VAPOR

Vehicle for Atmospheric Probing and Outspread Research

Instruments

From the concepts, we now have masses and dimensions for each set of instruments required for the atmospheric vehicle. These were set in a layer and the blimp built around it.

Power System

This is the power use profile for the blimp when relying on its battery on the night side of Venus. This gives 4 days of data gathering at the normal altitude, before the air currents push the blimp back into the day side. During the deployment, power is still being routed to the instruments to take data from the deployment altitude.

Thermal management System

  • Active only at 50 km altitude on the day side
  • Cooling 100 W of power use plus 280 W from ambient temperature
  • Peltier modules covering 0.658 m2 required to cool to 300 K
  • 5 kg assigned for modules and heat pipes

Descent and Deployment

  • COPV vessel at 202.8 bar to contain N2 to fill envelope
  • Thermite to reheat gas from 55 K to ambient after pressure drop
  • Parachute of 5.5 m diameter to slow descent to 10 minutes
  • The blimp starts deployment at 65 km altitude, using a parachute of 5.5 m diameter to slow the descent. The envelope then takes 10 minutes to inflate while it falls, COPV filled with nitrogen to start pressurising the envelope. The envelope will be fully expanded at 55 km, with empty ballast tanks. Due to the pressure drop, the nitrogen temperature drops to 55 K, so a channel of thermite is lit upon release of the gas to restore the temperature.

Stowed CAD Drawing

Here’s the assembly drawing for the blimp before deployment. You can see why the nitrogen is stored at such a high pressure, it’s size is a considerable proportion of the volume available in the aeroshell. The thermite channel is located here, with the payload bay situated above.

Deployed CAD Drawing

3 chambers: 2 fore/aft CO2 bladders and main. Main envelope inflates up to 520 m3, at 55 km. The lower cross section shows the volume of each of the tanks at the lower altitude, where the ballast is fully inflated with atmosphere. The nitrogen mass inside the main envelope remains constant. Bladders inflate up to Pressurised 357 Pa above ambient. Dyneema is 0.076 mm thick, storable in 41L.

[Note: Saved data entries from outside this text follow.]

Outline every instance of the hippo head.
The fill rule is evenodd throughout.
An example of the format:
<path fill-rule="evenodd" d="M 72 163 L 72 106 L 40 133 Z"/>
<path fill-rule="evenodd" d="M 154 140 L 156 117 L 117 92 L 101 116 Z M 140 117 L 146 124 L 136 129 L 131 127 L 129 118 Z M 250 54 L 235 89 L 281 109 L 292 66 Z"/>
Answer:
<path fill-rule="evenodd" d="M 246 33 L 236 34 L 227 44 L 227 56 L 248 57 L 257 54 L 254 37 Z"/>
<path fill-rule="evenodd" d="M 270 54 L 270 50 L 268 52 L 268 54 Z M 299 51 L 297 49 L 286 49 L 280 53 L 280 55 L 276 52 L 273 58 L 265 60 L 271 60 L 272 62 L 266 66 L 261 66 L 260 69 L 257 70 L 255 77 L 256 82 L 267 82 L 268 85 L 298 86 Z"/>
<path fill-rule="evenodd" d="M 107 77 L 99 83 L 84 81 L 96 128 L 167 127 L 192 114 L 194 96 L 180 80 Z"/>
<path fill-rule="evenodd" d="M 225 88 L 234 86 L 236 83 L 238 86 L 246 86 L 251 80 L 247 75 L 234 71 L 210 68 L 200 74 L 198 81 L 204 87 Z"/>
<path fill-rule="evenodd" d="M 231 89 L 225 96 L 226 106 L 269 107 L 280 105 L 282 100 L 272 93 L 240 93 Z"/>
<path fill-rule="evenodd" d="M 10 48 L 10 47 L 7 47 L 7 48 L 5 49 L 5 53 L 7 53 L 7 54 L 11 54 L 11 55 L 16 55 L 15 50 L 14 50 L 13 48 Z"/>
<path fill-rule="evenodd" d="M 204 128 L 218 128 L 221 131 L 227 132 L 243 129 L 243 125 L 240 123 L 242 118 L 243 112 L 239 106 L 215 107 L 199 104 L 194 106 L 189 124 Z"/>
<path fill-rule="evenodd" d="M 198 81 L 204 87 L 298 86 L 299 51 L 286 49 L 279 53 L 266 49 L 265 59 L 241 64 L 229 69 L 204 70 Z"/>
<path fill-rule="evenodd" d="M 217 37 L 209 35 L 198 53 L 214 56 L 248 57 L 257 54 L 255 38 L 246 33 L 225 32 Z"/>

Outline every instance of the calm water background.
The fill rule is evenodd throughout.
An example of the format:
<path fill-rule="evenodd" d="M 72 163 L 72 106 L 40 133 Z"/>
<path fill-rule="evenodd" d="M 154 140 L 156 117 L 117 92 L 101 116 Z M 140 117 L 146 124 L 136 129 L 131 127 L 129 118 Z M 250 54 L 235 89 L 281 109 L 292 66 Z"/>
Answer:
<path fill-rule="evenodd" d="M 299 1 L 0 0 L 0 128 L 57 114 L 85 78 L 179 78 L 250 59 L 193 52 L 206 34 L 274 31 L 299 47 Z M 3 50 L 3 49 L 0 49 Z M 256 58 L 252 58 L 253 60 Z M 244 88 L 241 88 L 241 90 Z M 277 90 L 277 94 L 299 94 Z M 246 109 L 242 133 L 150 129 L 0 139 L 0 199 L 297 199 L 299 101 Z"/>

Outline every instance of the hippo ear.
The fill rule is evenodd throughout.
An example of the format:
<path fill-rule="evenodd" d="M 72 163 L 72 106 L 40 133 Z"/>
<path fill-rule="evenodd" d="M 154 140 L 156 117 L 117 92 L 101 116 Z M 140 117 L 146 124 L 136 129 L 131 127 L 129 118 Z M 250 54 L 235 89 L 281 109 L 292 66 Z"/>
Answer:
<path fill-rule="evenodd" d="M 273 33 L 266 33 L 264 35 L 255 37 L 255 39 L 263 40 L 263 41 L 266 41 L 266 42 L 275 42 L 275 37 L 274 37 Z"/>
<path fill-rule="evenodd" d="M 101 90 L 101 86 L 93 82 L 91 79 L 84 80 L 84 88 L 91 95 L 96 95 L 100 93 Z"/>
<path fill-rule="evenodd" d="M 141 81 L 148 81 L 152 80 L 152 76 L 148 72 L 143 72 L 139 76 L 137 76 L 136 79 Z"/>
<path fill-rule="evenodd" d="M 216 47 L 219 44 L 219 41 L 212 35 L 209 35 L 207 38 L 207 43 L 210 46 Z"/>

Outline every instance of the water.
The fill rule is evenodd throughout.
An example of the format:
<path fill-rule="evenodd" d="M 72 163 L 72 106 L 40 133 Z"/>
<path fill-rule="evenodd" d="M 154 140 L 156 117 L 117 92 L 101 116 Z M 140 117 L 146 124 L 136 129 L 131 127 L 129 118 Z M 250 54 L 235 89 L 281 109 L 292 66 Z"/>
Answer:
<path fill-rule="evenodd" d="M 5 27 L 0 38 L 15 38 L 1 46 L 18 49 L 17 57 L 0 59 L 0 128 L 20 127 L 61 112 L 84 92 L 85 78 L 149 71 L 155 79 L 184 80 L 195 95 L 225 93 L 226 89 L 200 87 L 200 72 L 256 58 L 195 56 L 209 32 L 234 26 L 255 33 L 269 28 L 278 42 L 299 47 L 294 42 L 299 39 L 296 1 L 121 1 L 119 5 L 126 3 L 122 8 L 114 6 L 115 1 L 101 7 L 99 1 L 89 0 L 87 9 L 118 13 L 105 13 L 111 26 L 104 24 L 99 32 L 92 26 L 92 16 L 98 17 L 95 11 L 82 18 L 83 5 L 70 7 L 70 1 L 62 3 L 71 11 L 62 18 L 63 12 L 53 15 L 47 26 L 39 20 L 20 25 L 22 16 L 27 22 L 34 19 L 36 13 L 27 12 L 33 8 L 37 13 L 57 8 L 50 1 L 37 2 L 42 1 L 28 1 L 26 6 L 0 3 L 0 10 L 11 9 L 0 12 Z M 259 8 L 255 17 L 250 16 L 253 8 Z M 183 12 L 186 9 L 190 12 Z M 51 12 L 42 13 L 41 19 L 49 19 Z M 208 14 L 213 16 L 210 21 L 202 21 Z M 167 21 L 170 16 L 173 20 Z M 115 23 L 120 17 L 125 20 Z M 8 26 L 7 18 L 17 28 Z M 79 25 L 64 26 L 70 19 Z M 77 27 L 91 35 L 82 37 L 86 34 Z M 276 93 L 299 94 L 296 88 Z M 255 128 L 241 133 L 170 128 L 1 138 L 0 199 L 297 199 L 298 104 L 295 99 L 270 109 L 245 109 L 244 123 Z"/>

A polymer membrane gas separator enables the envelope to be refilled by 1 % each day. At the current mass, the CO2 tanks are empty at the design altitude and fully expanded at the lower altitude. The motors at the side will be folded away for stowage. To meet the requirements for this vehicle, the directional control is done by using differential thrust on the motors to turn and stabilise the aircraft as opposed to using an empennage and rudder.